Hawaii Volcanoes America the Beautiful Silver Bullion Coin

Released as the fourteenth issue of the US Mint’s America the Beautiful Silver Bullion Coin™ Program will be the 2012 Hawai’i Volcanoes America the Beautiful Silver Bullion Coin. The piece is also the fourth bullion strike of the program to be released in 2012.

Each of these America the Beautiful Silver Bullion coins will feature designs that replicate those found on the Mint’s America the Beautiful Quarters Program. However, the bullion pieces will be struck to a much larger diameter of three inches from five ounces of .999 fine silver. In order to not alter the basic obverse and reverse designs, the weight and purity of the bullion strikes will be edge inscribed.

George Washington, the first President of the United States, will be featured on the obverse of each America the Beautiful quarter and silver bullion coin.

On the reverse of this particular issue, Hawai’i Volcanoes National Park will be showcased (at least a portion of the park). Final designs for the coin should be unveiled by the Mint in early 2012 before the first America the Beautiful strike is released that year. Design candidates will make their way into the public view the previous year when they are submitted for comment by the Mint to the Citizen’s Coinage Advisory Committee and the Commission of Fine Arts.
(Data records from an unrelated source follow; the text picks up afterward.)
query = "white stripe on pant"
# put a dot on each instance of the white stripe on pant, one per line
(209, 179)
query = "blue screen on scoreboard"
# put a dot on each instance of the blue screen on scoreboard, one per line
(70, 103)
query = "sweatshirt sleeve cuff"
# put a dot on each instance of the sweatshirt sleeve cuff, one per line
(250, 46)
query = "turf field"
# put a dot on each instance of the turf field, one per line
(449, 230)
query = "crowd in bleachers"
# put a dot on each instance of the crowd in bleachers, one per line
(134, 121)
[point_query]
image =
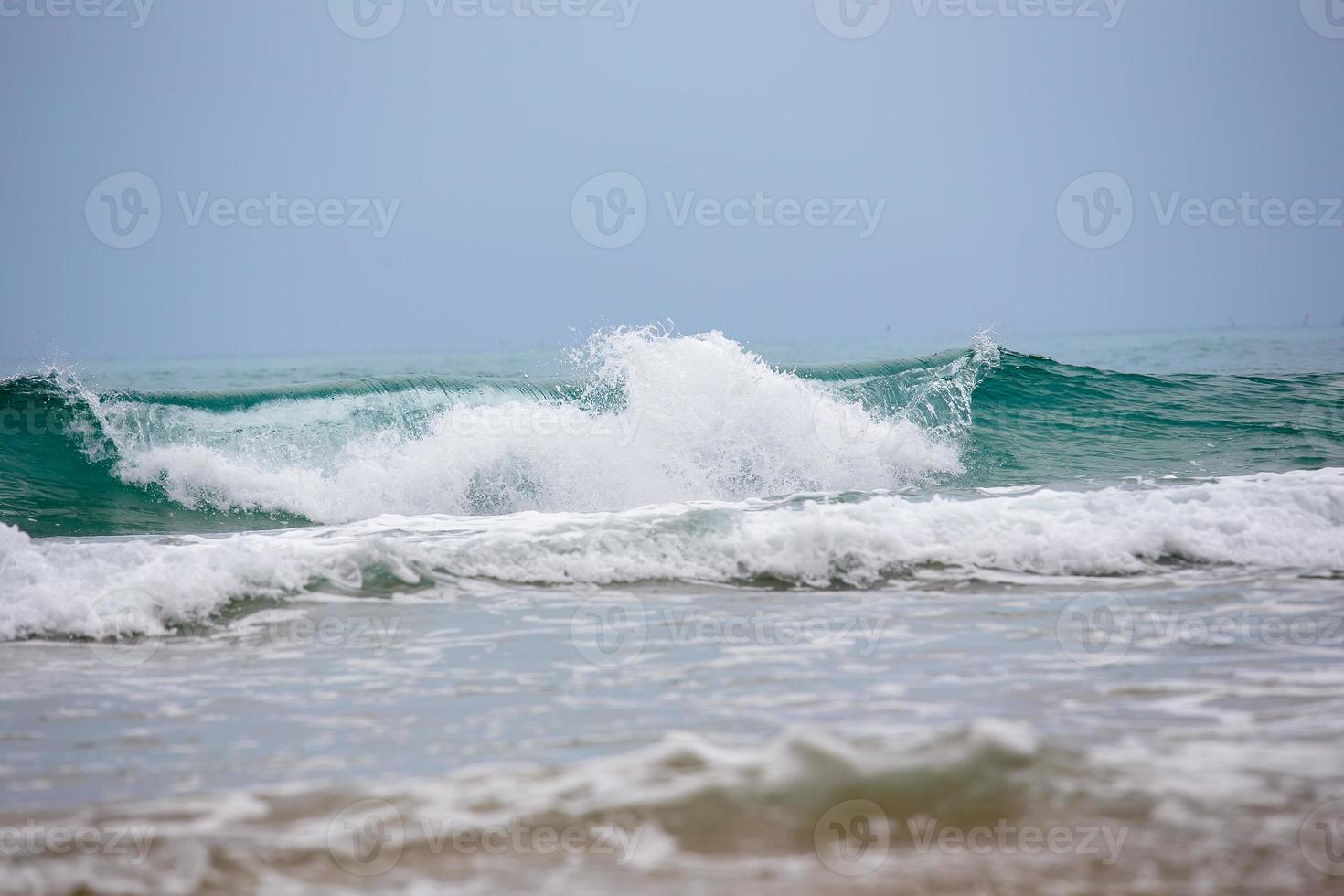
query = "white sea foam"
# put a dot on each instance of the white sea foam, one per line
(1286, 521)
(700, 418)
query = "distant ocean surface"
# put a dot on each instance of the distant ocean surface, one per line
(672, 614)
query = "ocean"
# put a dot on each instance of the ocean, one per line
(668, 613)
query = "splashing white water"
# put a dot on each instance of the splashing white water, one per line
(702, 420)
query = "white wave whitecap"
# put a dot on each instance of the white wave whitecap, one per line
(1285, 521)
(698, 417)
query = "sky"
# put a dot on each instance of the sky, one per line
(251, 176)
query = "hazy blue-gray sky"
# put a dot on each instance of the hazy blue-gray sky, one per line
(484, 128)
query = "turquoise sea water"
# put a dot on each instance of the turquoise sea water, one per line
(760, 613)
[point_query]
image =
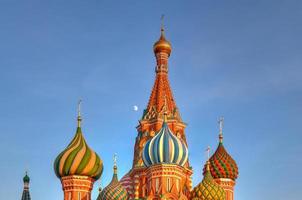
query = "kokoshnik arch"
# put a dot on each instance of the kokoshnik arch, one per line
(161, 167)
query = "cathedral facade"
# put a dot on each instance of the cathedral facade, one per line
(161, 168)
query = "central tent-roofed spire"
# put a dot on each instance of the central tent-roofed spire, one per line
(161, 90)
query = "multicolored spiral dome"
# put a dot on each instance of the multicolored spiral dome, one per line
(165, 147)
(113, 191)
(208, 189)
(162, 45)
(78, 159)
(222, 165)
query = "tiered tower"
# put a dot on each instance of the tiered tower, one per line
(161, 103)
(208, 189)
(223, 167)
(25, 194)
(114, 190)
(78, 167)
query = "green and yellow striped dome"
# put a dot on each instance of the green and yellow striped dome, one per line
(208, 189)
(78, 159)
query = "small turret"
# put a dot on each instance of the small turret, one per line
(26, 194)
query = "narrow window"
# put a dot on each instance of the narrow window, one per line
(156, 184)
(177, 184)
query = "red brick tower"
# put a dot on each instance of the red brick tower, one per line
(223, 167)
(161, 102)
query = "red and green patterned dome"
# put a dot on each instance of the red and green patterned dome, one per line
(208, 189)
(113, 191)
(222, 165)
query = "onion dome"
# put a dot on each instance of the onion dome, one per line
(78, 158)
(162, 45)
(26, 178)
(113, 191)
(166, 148)
(208, 188)
(26, 194)
(222, 165)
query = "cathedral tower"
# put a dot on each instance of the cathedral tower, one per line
(25, 194)
(78, 167)
(161, 106)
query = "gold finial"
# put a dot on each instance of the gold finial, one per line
(208, 152)
(162, 23)
(115, 163)
(115, 159)
(79, 113)
(208, 158)
(221, 123)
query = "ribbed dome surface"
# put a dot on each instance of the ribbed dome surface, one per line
(162, 45)
(208, 189)
(222, 165)
(78, 159)
(114, 191)
(165, 147)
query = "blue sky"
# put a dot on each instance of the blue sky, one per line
(239, 59)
Once those two groups have commented on the designs, their opinions along with the opinions of the Governor of Hawai’i and the Secretary of the Interior will be compiled by the Mint Director. Then, along with his or her recommendation, they will all be forwarded to the Treasury Secretary who must make the final decision according to the America’s Beautiful National Parks Quarter Dollar Coin Act of 2008 which authorized the series.

Further terms under the program state that up to five new strikes will appear each year from 2010 through 2021. Each coin is to feature a site of national interest like a national park, national recreation area or a national forest. One site is the be chosen from each state, the District of Columbia and U.S. territories — Puerto Rico, Guam, American Samoa, the U.S. Virgin Islands and the Northern Mariana Islands.
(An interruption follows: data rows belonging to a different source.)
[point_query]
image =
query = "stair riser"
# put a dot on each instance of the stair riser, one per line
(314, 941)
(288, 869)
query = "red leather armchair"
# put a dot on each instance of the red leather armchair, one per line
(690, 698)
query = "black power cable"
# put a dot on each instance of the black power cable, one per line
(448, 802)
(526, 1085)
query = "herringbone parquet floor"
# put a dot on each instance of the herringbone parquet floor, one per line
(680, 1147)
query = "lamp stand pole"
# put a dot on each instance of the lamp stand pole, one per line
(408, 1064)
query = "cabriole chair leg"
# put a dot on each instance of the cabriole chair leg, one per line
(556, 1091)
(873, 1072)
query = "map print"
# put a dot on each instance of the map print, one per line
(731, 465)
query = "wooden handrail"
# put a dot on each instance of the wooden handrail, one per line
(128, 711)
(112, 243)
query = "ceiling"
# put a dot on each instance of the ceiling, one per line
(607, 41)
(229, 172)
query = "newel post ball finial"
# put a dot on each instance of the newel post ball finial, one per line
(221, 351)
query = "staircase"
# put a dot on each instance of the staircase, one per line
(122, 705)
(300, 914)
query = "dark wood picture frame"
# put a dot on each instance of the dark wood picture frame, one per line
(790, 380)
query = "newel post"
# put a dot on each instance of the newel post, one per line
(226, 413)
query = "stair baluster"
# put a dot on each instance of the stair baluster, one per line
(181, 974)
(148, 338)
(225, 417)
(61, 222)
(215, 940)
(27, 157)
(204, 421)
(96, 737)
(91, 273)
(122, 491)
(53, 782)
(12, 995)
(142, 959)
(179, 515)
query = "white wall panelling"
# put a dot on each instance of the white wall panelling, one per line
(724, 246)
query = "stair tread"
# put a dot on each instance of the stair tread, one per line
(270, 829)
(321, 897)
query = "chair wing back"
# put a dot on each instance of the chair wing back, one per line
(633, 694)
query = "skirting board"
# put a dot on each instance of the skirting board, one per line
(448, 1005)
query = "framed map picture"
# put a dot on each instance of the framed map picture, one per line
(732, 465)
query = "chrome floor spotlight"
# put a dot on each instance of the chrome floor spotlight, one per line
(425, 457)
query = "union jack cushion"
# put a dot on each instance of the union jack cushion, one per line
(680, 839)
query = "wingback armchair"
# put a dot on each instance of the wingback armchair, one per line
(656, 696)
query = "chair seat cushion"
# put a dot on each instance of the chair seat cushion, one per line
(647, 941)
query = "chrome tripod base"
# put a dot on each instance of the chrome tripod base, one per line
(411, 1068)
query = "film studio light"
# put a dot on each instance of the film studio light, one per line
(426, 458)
The US Mint sells these bullion pieces to a network of authorized purchasers and not directly to the public. The authorized purchasers then resell them to coin dealers and individuals for a slight mark-up over the spot price of the silver contained within them.

As stated before, the Hawai’i Volcanoes coin is the fourth to be released that year under the bullion program. It will be preceded by coins showcasing El Yunque National Forest of Puerto Rico, Chaco Culture National Historical Park of New Mexico and Acadia National Park of Maine. To complete the five strikes for that year, the Hawai’i coin will be followed by a coin honoring Denali National Park of Alaska.
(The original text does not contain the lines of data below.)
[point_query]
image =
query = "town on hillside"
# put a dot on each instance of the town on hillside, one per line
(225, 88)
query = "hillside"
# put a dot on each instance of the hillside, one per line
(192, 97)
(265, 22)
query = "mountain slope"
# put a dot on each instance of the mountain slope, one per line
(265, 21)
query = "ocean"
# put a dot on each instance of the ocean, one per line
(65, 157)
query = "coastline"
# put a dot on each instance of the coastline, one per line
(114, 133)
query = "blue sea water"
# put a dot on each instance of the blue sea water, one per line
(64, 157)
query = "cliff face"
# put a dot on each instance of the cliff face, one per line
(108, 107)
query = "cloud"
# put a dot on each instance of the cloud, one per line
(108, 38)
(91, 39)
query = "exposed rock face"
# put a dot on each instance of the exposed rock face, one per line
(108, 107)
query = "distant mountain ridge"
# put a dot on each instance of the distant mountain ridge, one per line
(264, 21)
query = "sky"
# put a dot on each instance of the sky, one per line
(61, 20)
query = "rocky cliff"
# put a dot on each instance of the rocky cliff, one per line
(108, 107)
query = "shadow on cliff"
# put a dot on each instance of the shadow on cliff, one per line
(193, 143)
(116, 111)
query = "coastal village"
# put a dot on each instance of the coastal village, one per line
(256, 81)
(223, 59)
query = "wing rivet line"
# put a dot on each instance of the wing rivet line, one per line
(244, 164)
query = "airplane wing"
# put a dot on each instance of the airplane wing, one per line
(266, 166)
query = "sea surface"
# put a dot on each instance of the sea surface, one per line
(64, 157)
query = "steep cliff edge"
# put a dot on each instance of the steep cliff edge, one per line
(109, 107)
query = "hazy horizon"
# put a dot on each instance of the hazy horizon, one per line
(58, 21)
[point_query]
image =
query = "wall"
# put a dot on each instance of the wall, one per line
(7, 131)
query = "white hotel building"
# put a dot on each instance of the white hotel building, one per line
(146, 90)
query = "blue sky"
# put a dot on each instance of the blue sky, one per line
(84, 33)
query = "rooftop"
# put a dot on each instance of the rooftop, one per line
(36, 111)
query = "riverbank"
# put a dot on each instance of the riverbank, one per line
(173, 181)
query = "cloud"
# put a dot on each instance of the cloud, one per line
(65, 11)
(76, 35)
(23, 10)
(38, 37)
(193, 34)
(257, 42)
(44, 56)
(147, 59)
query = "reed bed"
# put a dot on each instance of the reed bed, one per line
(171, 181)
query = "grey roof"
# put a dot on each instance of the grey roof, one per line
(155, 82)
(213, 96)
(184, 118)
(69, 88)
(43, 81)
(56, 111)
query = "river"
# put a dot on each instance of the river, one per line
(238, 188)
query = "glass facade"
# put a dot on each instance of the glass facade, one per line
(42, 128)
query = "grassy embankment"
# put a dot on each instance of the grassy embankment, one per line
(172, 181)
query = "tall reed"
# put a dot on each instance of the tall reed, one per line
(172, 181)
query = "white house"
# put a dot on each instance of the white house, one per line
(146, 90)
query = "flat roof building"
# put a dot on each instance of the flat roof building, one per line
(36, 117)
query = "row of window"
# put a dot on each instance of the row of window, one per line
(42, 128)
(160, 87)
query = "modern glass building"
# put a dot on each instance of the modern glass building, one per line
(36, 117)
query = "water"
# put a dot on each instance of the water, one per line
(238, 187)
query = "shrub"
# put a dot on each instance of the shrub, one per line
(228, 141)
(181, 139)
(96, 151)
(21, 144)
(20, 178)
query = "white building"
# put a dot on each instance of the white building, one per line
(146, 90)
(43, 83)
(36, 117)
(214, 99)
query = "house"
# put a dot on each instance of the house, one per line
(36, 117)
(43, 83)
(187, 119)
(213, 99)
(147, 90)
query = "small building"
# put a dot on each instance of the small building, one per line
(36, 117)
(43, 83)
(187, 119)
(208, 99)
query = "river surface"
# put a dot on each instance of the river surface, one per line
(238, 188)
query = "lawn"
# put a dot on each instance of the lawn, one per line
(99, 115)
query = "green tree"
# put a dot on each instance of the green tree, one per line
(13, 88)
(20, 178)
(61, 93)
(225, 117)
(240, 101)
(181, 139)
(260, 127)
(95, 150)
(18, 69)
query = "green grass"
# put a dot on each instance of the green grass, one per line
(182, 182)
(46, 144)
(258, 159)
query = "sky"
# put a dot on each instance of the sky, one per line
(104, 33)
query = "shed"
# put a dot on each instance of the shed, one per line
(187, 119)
Hawai’i Volcanoes National Park in Hawai’i

Hawai’i Volcanoes National Park is located in Hawai’i as you might expect, but new travelers to the park are usually in awe over the unique attributes that it has to offer over others in the national system.

Created over millennia, the features of Volcanoes National Park have been attracting visitors from the earliest days of native peoples on the island. More recently, the first western visitors set eyes on Kīlauea (one of the volcanoes of the island) in 1823. By the 1840’s, the region had become somewhat of a tourist destination aided by a string of hotels built on the rim by local businessmen.

In 1866, soon to be famous author Mark Twain (Samuel Clemens) visited the islands and penned a series of letters to a newspaper back on the main land. In his words, we are treated to a vision he experienced of the lava currently in view:

"The greater part of the vast floor of the desert under us was as black as ink, and apparently smooth and level; but over a mile square of it was ringed and streaked and striped with a thousand branching streams of liquid and gorgeously brilliant fire!" exclaimed Mark Twain in letters written during his visit to the volcano region. "It looked like a colossal railroad map of the State of Massachusetts done in chain lightning on a midnight sky. Imagine it – imagine a coal-black sky shivered into a tangled network of angry fire!"

In 1916, Hawaii National Park was created becoming the eleventh national park in the country, and the first to be in a territory (Hawaii became a state in 1959).

Visitors to the park today are treated to a creeping flow of lava on the East Rift Zone of Kilauea. Over the decades that this has been occurring, the island has actually been growing as the hot molten rock has hit the cool ocean waters on the coast creating new land.

The park has grown in other ways recently as well. A 56% addition was added in 2004 when 115,788 acres was bought from the Samuel Mills Damon Estate for $21.9 million.